Mailing List Archive

qr'$foo' and unescaped $ signs
One of the obscure features of regular expressions is that if one uses a
single quote as the delimiter, no interpolation takes place.

One result of this - there's a Data::Dumper bug about handling them:

https://rt.cpan.org/Public/Bug/Display.html?id=84569

You get this:

$ perl -MData::Dumper -w
print Dumper(qr'$foo');
__END__
$VAR1 = qr/(?^:$foo)/;


That is not correct (and it's still the behaviour in blead)

However, I'm struggling - is this a core bug. Or a DD bug. How do these
crazy regexs really work.

Say I take this:

$ cat ~/test/single.pl
#!/usr/bin/perl -w
use strict;
use Data::Dumper;
use Devel::Peek;

use re 'debug';

my $re = qr'$foo';

print "$re\n";
print Dumper($re);
++$Data::Dumper::Useperl;
print Dumper($re);

print "\$foo" =~ $re ? "Match\n" : "not\n";

Dump($re);

__END__

$ perl ~/test/single.pl
Compiling REx "$foo"
Final program:
1: SEOL (2)
2: EXACT <foo> (4)
4: END (0)
anchored "foo" at 0..0 (checking anchored) minlen 3
(?^:$foo)
$VAR1 = qr/$foo/;
$VAR1 = qr/$foo/;
Matching REx "$foo" against "$foo"
Intuit: trying to determine minimum start position...
doing 'check' fbm scan, [0..4] gave 1
Found anchored substr "foo" at offset 1 (rx_origin now 1)...
(multiline anchor test skipped)
try at offset...
Intuit: Successfully guessed: match at offset 1
1 <$> <foo> | 0| 1:SEOL(2)
| 0| failed...
Match failed
not
SV = IV(0xbc3920) at 0xbc3920
REFCNT = 1
FLAGS = (ROK)
RV = 0xbbe138
SV = REGEXP(0xcb5944) at 0xbbe138
REFCNT = 1
FLAGS = (OBJECT,POK,FAKE,pPOK)
PV = 0xcbf1f8 "(?^:$foo)"
...



Compare this with *trying* to re-write qr'$foo' as qr/\$foo/:

$ cat ~/test/normal.pl
#!/usr/bin/perl -w
use strict;
use Data::Dumper;
use Devel::Peek;

use re 'debug';

my $re = qr/\$foo/;

print "$re\n";
print Dumper($re);
++$Data::Dumper::Useperl;
print Dumper($re);

print "\$foo" =~ $re ? "Match\n" : "not\n";

Dump($re);

__END__

$ perl ~/test/normal.pl
Compiling REx "\$foo"
Final program:
1: EXACT <$foo> (3)
3: END (0)
anchored "$foo" at 0..0 (checking anchored isall) minlen 4
(?^:\$foo)
$VAR1 = qr/\$foo/;
$VAR1 = qr/\$foo/;
Matching REx "\$foo" against "$foo"
Intuit: trying to determine minimum start position...
doing 'check' fbm scan, [0..4] gave 0
Found anchored substr "$foo" at offset 0 (rx_origin now 0)...
(multiline anchor test skipped)
Intuit: Successfully guessed: match at offset 0
Match
SV = IV(0x1726920) at 0x1726920
REFCNT = 1
FLAGS = (ROK)
RV = 0x1721138
SV = REGEXP(0x18189d4) at 0x1721138
REFCNT = 1
FLAGS = (OBJECT,POK,FAKE,pPOK)
PV = 0x1821e88 "(?^:\\$foo)"
...




My *first* thought when looking at all the Devel::Peek output was "there is
nothing recording that the regex was written with '' - this is wrong?"

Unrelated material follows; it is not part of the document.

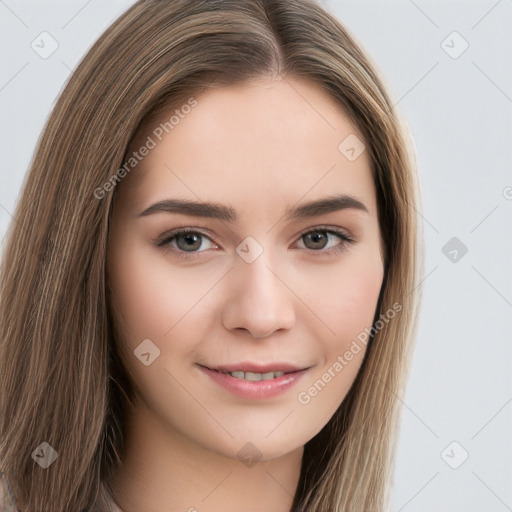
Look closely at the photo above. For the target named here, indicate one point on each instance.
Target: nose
(258, 299)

And as there's no hint about the '' in the internal state, this must be
buggy because anything trying to interpolate them is going to mistake
'$foo' for $foo and violate strict.

So I played, and nothing goes wrong


After quite a while, my *second* thought was "hang on - those two aren't
the same regular expression" - ie qr'$foo' isn't qr/\$foo/


If you look at the regex debug output, qr'$foo' is

1) the anchor $
2) the 3 character fixed string foo


while qr/\$foo/ is

2) the 4 character fixed string $foo


at which point it's starting to make slightly more sense.

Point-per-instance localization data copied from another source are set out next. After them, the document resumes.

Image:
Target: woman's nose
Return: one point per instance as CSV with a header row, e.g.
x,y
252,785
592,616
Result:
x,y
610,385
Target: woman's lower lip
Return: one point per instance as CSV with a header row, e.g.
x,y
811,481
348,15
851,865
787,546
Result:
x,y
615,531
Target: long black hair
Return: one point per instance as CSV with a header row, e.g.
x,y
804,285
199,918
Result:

(the second regex differs in that has the EXACT flag set on it, which
isn't because of the '' vs //, but because it's entirely a literal string,
so the result from the optimiser can be used directly, without hitting the
main regex engine.)



So, I think what matters here is that scalar variable interpolation happens
early in regex compilation, and only happens once. If you interpolate a
regex, the *literal* content of that regex is interpolated (however strange)
but isn't then subject to another round of variable interpolation.

So, I'm right in thinking

1) the perl core is correct in what it stores into the C structures?
2) what Devel::Peek reports is sane?
3) this all works with interpolation?
4) if I see \$ in the C structures, it came from \$ in qr// qr"" etc?

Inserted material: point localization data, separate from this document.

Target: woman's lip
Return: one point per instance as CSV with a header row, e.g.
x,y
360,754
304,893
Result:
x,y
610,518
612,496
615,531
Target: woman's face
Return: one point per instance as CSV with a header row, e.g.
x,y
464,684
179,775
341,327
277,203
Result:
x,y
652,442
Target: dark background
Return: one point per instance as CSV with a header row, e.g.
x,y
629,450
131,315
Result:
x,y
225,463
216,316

(even if the match itself makes no sense, and won't work without //m.)
(In which case, the bug *is* in Data::Dumper.)

So I guess, the question is:

If the PV stored for a regex has an *unescaped* dollar sign in it it *has*
to have originated from a regex written with '' ?

ie for all the other pattern delimiters, which are doing what perlre calls
"double-quotish context", the two literals in the pattern \$ are passed on
downwards as \$ - ie they don't just suppress interpolation in the perl parser,
but also are passed down to regcomp.c as a literal pair \$


meaning that if one scans the internal string of the regex (stored as the PV)
and finds an unescaped $ anywhere (other than the last character) then

1) the *only* way that could have got there was by being written as qr''
2) the *only* way to convert that back to a regex is to output qr''
(ie there exists no escaping syntax capable of recreating it inside qr//)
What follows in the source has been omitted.